Each time we have a case study in my actuarial courses (with real data), students are surprised to have hard time getting a “good” model, and they are always surprised to have a low AUC, when trying to model the probability to claim a loss, to die, to fraud, etc. And each time, I keep saying, “yes, I know, and that’s what we expect because there a lot of ‘randomness’ in insurance”. To be more specific, I decided to run some simulations, and to compute AUCs to see what’s going on. And because I don’t want to waste time fitting models, we will assume that we have each time a perfect model. So I want to show that the upper bound of the AUC is actually quite low ! So it’s not a modeling issue, it is a fondamental issue in insurance !

By ‘perfect model’ I mean the following : \Omega denotes the heterogeneity factor, because people are different. We would love to get \mathbb{P}[Y=1|\Omega]. Unfortunately, \Omega is unobservable ! So we use covariates (like the age of the driver of the car in motor insurance, or of the policyholder in life insurance, etc). Thus, we have data (y_i,\boldsymbol{x}_i)‘s and we use them to train a model, in order to approximate \mathbb{P}[Y=1|\boldsymbol{X}]. And then, we check if our model is good (or not) using the ROC curve, obtained from confusion matrices, comparing y_i‘s and \widehat{y}_i‘s where \widehat{y}_i=1 when \mathbb{P}[Y_i=1|\boldsymbol{x}_i] exceeds a given threshold. Here, I will not try to construct models. I will predict \widehat{y}_i=1 each time the true underlying probability \mathbb{P}[Y_i=1|\omega_i] exceeds a threshold ! The point is that it’s possible to claim a loss (y=1) even if the probability is 3% (and most of the time \widehat{y}=0), and to not claim one (y=0) even if the probability is 97% (and most of the time \widehat{y}=1). That’s the idea with randomness, right ?

So, here p(\omega_1),\cdots,p(\omega_n) denote the probabilities to claim a loss, to die, to fraud, etc. There is heterogeneity here, and this heterogenity can be small, or large. Consider the graph below, to illustrate,

In both cases, there is, on average, 25% chance to claim a loss. But on the left, there is more heterogeneity, more dispersion. To illustrate, I used the arrow, which is a classical 90% interval : 90% of the individuals have a probability to claim a loss in that interval. (here 10%-40%), 5% are below 10% (low risk), and 5% are above 40% (high risk). Later on, we will say that we have 25% on average, with a dispersion of 30% (40% minus 10%). On the right, it’s more 25% on average, with a dispersion of of 15%. What I call dispersion is the difference between the 95% and the 5% quantiles.
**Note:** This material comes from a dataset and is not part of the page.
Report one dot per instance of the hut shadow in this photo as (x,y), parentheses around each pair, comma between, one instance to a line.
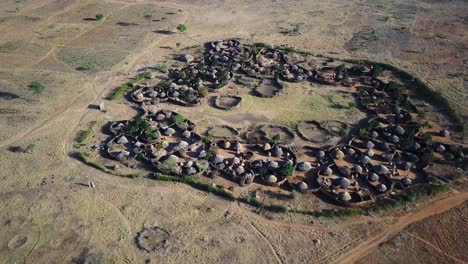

Consider now some dataset, with Bernoulli variables y, drawn with those probabilities p(\omega). Then, let us assume that we are able to get a perfect model : I do not estimate a model based on some covariates, here, I assume that I know perfectly the probability (which is true, because I did generate those data). More specifically, to generate a vector of probabilities, here I use a Beta distribution with a given mean, and a given variance (to capture the heterogeneity I mentioned above)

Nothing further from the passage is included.